Ormai non si fa che parlare di lei…” le rispose, facendola accomodare.
Percorsero insieme il corridoio che conduceva
nella sala, dove trovarono l’agente stampa che si presentò alla giornalista,
stringendole la mano cordialmente. Poi tutti e tre si accomodarono, e Juliet
tirò fuori il block notes e la penna dalla borsa, mentre Orlando le serviva il
tè e Robin studiava entrambi. Mentre stava riponendo la borsa, la giornalista
si rese conto di un messaggio ricevuto nel cellulare; si scusò con i presenti e
lo lesse.
Se ti chiede
qualcosa del servizio interrompilo prima che possa dire troppo dicendogli che
sai tutto. Per lui l’abbiamo posticipato, mentre per l’entourage l’abbiamo
fatto oggi. Doveva venire Aileen a sovrintendere ma Sam è riuscita a offrirsi
per accompagnarlo.

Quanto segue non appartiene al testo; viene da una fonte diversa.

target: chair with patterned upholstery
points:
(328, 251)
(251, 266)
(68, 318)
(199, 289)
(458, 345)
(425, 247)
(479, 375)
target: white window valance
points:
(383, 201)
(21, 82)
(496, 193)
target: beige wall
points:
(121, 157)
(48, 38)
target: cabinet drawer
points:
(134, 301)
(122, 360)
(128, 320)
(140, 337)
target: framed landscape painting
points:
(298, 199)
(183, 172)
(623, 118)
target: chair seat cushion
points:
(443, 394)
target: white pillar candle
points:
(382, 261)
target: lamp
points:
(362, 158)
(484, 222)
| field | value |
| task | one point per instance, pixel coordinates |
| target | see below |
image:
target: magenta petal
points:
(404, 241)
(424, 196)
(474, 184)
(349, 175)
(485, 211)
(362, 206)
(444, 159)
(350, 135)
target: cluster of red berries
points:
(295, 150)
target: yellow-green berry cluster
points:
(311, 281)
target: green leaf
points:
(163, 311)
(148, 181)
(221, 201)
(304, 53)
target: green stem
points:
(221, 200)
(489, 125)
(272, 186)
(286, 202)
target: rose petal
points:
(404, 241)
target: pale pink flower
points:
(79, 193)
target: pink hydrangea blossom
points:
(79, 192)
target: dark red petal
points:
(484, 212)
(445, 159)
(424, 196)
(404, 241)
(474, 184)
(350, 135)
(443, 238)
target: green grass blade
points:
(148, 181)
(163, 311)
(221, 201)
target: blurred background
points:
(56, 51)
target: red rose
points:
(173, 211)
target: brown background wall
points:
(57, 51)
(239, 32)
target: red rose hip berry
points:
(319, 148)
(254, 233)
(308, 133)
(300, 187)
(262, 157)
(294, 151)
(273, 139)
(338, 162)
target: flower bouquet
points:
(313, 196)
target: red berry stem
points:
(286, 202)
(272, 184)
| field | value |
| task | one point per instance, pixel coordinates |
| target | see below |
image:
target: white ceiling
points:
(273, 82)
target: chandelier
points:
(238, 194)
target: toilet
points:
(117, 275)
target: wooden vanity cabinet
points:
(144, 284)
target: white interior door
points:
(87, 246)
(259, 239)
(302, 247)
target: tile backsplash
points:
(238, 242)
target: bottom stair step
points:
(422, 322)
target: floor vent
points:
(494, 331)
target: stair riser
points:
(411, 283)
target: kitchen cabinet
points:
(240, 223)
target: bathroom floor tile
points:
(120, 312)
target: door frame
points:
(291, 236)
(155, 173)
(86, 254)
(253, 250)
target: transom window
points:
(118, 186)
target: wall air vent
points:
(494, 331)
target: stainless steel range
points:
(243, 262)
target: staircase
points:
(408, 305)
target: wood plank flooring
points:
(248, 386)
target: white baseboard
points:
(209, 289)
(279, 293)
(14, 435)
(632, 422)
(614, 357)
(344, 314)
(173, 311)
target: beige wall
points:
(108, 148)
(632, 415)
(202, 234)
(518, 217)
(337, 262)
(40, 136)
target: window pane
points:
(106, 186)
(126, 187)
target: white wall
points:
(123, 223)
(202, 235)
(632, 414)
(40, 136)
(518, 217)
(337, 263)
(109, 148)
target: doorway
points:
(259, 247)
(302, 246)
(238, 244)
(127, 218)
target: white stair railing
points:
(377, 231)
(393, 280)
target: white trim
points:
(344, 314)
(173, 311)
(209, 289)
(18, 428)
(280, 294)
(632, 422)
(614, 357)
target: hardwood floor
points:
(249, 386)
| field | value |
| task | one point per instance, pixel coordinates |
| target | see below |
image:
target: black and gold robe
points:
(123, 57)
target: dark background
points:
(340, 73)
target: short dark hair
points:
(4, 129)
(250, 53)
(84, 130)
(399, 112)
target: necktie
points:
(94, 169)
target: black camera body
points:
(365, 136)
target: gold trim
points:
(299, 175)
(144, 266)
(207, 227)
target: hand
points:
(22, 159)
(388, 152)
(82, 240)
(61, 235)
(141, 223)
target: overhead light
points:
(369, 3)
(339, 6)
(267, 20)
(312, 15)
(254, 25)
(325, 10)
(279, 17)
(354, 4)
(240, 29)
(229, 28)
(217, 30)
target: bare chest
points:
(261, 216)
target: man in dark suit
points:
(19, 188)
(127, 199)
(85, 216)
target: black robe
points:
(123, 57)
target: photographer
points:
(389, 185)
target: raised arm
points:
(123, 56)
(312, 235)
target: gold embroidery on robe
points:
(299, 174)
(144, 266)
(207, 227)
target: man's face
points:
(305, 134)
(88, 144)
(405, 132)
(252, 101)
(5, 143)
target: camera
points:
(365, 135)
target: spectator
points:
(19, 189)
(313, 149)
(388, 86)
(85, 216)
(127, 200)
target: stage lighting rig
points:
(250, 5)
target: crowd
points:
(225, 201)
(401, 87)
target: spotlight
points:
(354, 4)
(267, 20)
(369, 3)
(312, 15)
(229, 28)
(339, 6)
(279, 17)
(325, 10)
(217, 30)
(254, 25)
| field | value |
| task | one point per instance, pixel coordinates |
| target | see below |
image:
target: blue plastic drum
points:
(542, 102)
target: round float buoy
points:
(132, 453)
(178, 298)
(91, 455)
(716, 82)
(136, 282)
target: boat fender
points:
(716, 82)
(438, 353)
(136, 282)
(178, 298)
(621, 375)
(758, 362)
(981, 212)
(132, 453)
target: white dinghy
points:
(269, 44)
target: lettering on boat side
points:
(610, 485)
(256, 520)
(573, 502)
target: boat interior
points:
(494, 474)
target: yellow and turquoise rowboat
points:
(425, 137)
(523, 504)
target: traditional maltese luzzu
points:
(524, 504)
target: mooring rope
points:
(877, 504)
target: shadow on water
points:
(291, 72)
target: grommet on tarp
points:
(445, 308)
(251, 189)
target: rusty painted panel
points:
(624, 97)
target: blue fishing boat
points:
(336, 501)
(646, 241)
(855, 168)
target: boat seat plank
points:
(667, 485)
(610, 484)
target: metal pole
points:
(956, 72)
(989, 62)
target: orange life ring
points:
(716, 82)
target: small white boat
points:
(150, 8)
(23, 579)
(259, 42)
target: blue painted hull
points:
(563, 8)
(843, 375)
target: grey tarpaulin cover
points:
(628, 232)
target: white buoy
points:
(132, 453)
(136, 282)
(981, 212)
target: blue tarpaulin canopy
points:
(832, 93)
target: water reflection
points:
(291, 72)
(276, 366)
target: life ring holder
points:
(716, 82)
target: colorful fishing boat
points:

In realtà siamo restati a casa sua… gli ho scattato le foto
a tradimento durante tutta la mattinata. Non dirgli niente. E con questo il mio
sporco lavoro l’ho fatto al meglio. Ora tocca a te! Ci sentiamo presto ;)!
Bastian.
Leggendo quel messaggio, Juliet sorrise malefica.
Sebastian era stato a dir poco grandioso: aveva adempiuto al suo compito
egregiamente e osservando con la coda dell’occhio l’abbigliamento dell’attore
fu ancora più curiosa di vedere quel servizio. In quattro e quattr’otto mandò
il messaggio di risposta al fotografo.
Ottimo! Sei
un genio, Bast! Hai superato te stesso. Ora lo metto
un po’ io sotto i ferri… Grazie per l’aiuto; senza di te e Sam non ci sarei mai
riuscita. Vi sono debitrice. A presto!
Dopo di ché, ripose il telefono nella borsa e
guardò i presenti. “Vogliamo cominciare?” chiese, riprendendo un tono
professionale, mentre apriva il block notes e la penna.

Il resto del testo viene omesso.